Somehow, the circumstances surrounding Tommy’s death didn’t give her hope that her role with the FBI would achieve those goals.

She shook her head. “I should have been thrilled and I wasn’t. It’s been a long few days. I’ve learned more than I wanted to and the lessons weren’t necessarily good.”

“I get it,” Grey said. “I was there myself not too long ago.”

“I know. That’s why I’m here.” A thunk sounded from the fridge. Ice cubes dropping into the tray. Something she’d heard thousands of times in her apartment, surrounded by the quiet of her No-Mitch life.

She slugged another gulp of her club soda and set down the glass. “I’d like a job. On your team. As crazy as the New Mexico trip was, I came alive while we were there. I liked playing outside the lines. Mitch is a rebel. Always will be. He’s used to being a pain in the ass. I’m always the obedient one. At least until New Mexico. We may have broken the rules, but it was for the greater good. That’s what I want. And I think your team does that.”

“What team?”

Okay, so he was going to play hardball. Make her work for it, even though he knew she was aware of his current assignment for the Bureau. “The Justice Team. I know what you do and why. I know you and your team are ghosts and that’s the way you want it because that’s how you get things done. But you stand for something that’s very real. Justice. I want real.”

Grey scratched the back of his head and stared out at the darkening sky beyond the wall of windows and glass doors lining the kitchen. “It
is
what we do. I’d love to have someone like you on my team.”

“But?”

He shrugged. “You need to be comfortable doing the work and getting none of the credit. Being a ghost isn’t easy or fun. It’s messy and dangerous.”

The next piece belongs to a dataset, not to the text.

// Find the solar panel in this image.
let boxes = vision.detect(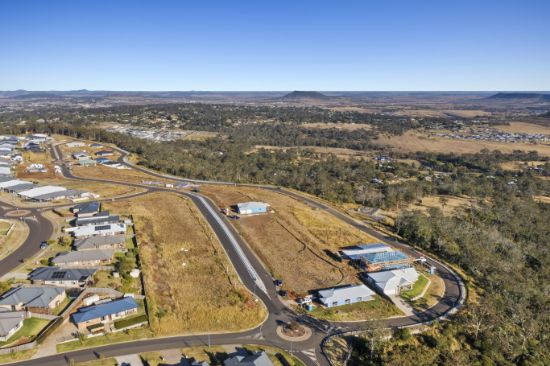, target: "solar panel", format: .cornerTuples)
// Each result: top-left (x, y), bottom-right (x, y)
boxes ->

That she knew. She’d heard the rumors about the team, but no proof could be found. Anywhere. They kept big secrets, worked under the radar, and covered their tracks. “I’d be okay with that.”

“What about S.W.A.T.?”

For a second, she held her breath.
You didn’t consider that
. If she went to work for Grey, she’d have to give up S.W.A.T. All her training and hard work—not to mention the respect—would be sacrificed.

“Caroline, you’d have to walk away. Think of this as WITSEC. No one can know. You can’t talk about it to anyone outside of team members.”

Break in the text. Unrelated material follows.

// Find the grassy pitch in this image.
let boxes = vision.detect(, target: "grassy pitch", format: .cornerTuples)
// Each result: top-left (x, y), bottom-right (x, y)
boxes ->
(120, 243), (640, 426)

The FBI had their own version of the Federal Witness Protection Program, and suddenly she wanted to give up everything for it. “I know and I’m ready for that. After I got done with Donaldson, I stopped at my desk for a few minutes. Nothing about it felt right anymore. Knowing what I know now, about Tommy and the politics and how he died, I’m questioning everything. And I can’t work like that. I need to trust the people around me.”

“What’d you tell Donaldson?”

“I thanked him and went back to my desk. What could I say? Go screw yourself? I couldn’t do that after he’d helped us find Zachariah.”